ADAM has already gone a long way toward achieving their goal by developing a full-stack with separation of concerns engineered into the design so that layers are compartmentalized and therefore interchangeable. I first learned about this important engineering principle last semester in 362, so it’s really cool to see that solid engineering can solve a major problem in real life. I’m still trying to get my head around what exactly Apache Avro and Apache Parquet do, but I’m most focused right now in RDD’s themselves.
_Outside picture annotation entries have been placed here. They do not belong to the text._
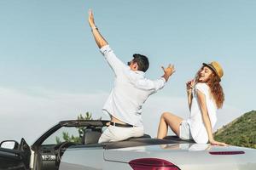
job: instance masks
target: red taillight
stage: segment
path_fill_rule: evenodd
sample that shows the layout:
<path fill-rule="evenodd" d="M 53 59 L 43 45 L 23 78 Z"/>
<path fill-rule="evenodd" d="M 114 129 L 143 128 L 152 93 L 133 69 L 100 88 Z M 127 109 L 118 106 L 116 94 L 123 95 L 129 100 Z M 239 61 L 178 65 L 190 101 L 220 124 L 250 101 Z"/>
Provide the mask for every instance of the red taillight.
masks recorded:
<path fill-rule="evenodd" d="M 162 159 L 142 158 L 129 162 L 133 170 L 180 170 L 176 165 Z"/>

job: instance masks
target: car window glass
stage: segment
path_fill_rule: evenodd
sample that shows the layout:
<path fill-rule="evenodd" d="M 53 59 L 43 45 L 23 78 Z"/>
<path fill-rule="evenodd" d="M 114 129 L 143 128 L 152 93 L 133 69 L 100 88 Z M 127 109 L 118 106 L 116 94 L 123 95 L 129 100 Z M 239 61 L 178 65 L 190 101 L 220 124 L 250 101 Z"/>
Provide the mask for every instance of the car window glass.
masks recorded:
<path fill-rule="evenodd" d="M 81 144 L 83 136 L 83 131 L 74 127 L 62 127 L 49 137 L 48 137 L 44 142 L 44 144 L 56 144 L 61 142 L 69 141 L 77 144 Z"/>

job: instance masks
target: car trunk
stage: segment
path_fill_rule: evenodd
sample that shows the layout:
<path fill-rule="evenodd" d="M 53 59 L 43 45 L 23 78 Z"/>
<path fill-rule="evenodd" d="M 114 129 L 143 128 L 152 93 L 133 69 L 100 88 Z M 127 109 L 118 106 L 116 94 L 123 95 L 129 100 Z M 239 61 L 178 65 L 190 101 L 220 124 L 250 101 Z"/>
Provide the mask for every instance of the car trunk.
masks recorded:
<path fill-rule="evenodd" d="M 129 163 L 139 158 L 168 161 L 181 170 L 255 170 L 256 151 L 235 146 L 199 144 L 172 144 L 107 150 L 107 162 Z"/>

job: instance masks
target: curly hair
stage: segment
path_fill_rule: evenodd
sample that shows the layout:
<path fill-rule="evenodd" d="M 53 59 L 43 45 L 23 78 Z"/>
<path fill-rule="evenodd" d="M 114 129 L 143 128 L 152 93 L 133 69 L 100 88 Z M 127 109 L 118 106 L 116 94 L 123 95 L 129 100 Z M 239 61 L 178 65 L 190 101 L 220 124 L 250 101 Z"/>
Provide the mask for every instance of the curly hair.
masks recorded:
<path fill-rule="evenodd" d="M 203 69 L 204 66 L 200 69 L 200 71 L 196 74 L 196 81 L 199 78 L 199 73 Z M 209 80 L 207 81 L 207 85 L 210 88 L 211 94 L 213 97 L 215 104 L 218 109 L 222 108 L 223 103 L 224 101 L 224 94 L 223 88 L 219 83 L 219 78 L 216 75 L 214 71 L 210 75 Z"/>
<path fill-rule="evenodd" d="M 223 103 L 224 101 L 224 94 L 219 83 L 219 78 L 214 72 L 212 72 L 212 74 L 210 75 L 210 78 L 207 82 L 207 84 L 210 87 L 211 93 L 215 100 L 217 108 L 222 108 Z"/>

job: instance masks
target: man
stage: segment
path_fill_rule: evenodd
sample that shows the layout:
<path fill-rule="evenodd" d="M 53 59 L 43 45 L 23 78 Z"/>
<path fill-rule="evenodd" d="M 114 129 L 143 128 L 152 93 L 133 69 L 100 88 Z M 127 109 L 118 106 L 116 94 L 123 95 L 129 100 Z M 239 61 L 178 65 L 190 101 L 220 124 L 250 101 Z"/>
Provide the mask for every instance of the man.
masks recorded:
<path fill-rule="evenodd" d="M 102 109 L 111 116 L 110 126 L 102 134 L 99 143 L 143 136 L 143 104 L 150 94 L 165 86 L 175 71 L 174 66 L 162 67 L 164 75 L 158 80 L 145 78 L 144 74 L 149 65 L 148 58 L 136 54 L 128 65 L 125 65 L 100 34 L 90 9 L 88 20 L 96 42 L 115 76 L 114 87 Z"/>

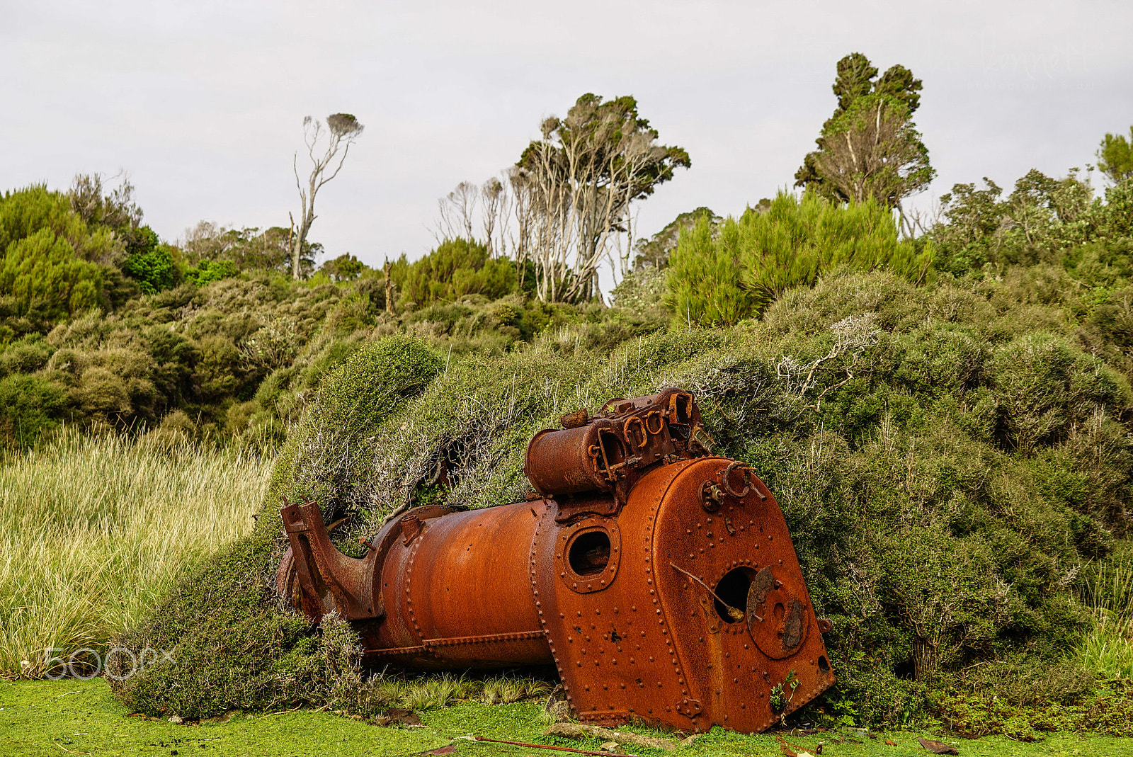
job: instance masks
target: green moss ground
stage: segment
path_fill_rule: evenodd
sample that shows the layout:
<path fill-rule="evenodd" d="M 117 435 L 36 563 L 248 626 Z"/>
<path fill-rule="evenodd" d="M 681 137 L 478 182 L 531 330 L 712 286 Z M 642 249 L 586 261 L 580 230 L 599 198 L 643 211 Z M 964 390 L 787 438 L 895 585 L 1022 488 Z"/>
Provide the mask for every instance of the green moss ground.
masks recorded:
<path fill-rule="evenodd" d="M 143 720 L 113 695 L 104 680 L 0 682 L 0 755 L 419 755 L 449 743 L 457 755 L 555 755 L 555 752 L 457 739 L 468 734 L 513 741 L 555 740 L 540 735 L 545 720 L 538 703 L 486 705 L 465 703 L 421 714 L 423 728 L 380 728 L 332 713 L 299 709 L 232 716 L 227 723 L 174 725 Z M 917 737 L 929 732 L 892 731 L 869 739 L 858 731 L 809 737 L 749 737 L 715 729 L 693 745 L 671 752 L 676 757 L 708 755 L 781 755 L 782 739 L 795 751 L 813 752 L 823 741 L 824 757 L 923 757 Z M 886 740 L 896 746 L 889 746 Z M 1047 755 L 1133 755 L 1133 739 L 1053 733 L 1043 741 L 1022 743 L 1004 737 L 945 739 L 963 757 L 1030 757 Z M 598 742 L 559 741 L 562 746 L 597 749 Z M 666 754 L 633 749 L 641 757 Z"/>

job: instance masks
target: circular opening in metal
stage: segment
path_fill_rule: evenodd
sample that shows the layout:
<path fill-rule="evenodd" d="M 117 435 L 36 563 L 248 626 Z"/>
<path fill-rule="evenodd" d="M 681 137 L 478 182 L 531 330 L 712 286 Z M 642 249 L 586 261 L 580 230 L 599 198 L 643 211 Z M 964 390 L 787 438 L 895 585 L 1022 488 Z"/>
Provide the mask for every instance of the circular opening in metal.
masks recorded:
<path fill-rule="evenodd" d="M 600 573 L 610 562 L 610 535 L 604 530 L 578 535 L 566 552 L 566 562 L 579 576 Z"/>
<path fill-rule="evenodd" d="M 736 623 L 743 620 L 748 607 L 748 589 L 751 588 L 751 580 L 755 577 L 756 571 L 751 568 L 733 568 L 724 573 L 724 578 L 716 584 L 716 614 L 722 621 Z M 739 610 L 740 616 L 733 618 L 729 607 Z"/>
Resilient Distributed Datasets are (were?) the key to Spark’s ability to distribute processing. I say are, because they really are the fundamental building block of Spark, but I say perhaps were because Spark 2.0 has introduced the Dataframe and Dataset abstractions that seem to allow users to work more easily with the underlying RDD’s. A lot of what goes on under the hood of ADAM seems to be a well-structured configuration of how RDD’s are created and transformed within the framework, but I’m not sure how much of this machinery is still critical in Spark 2.0. For example, ADAM tuned up RDD joins to work better with genomic coordinates of a mapped genome, but Spark SQL has since been introduced to afford more efficiency to the transformations applied to dataframes and datasets, so I’m not sure yet whether or not these efforts overlap one another. It sounds like the Parquet storage format actually does a lot more for the pipeline than simply store the data. The ADAM paper suggests that the Parquet partitions actually help Spark understand how to best distribute the data, but again I’m not yet sure how applicable or necessary this feature is with Spark 2.0.
I plan to meet with a few folks to help me better understand this paper, but I’m also hoping to get plugged into the ADAM development group more directly. If I can sort of immerse myself in their discussions more consistently, then I will hopefully build sort of a DAG of my own to help me get going on my thesis as efficiently as possible.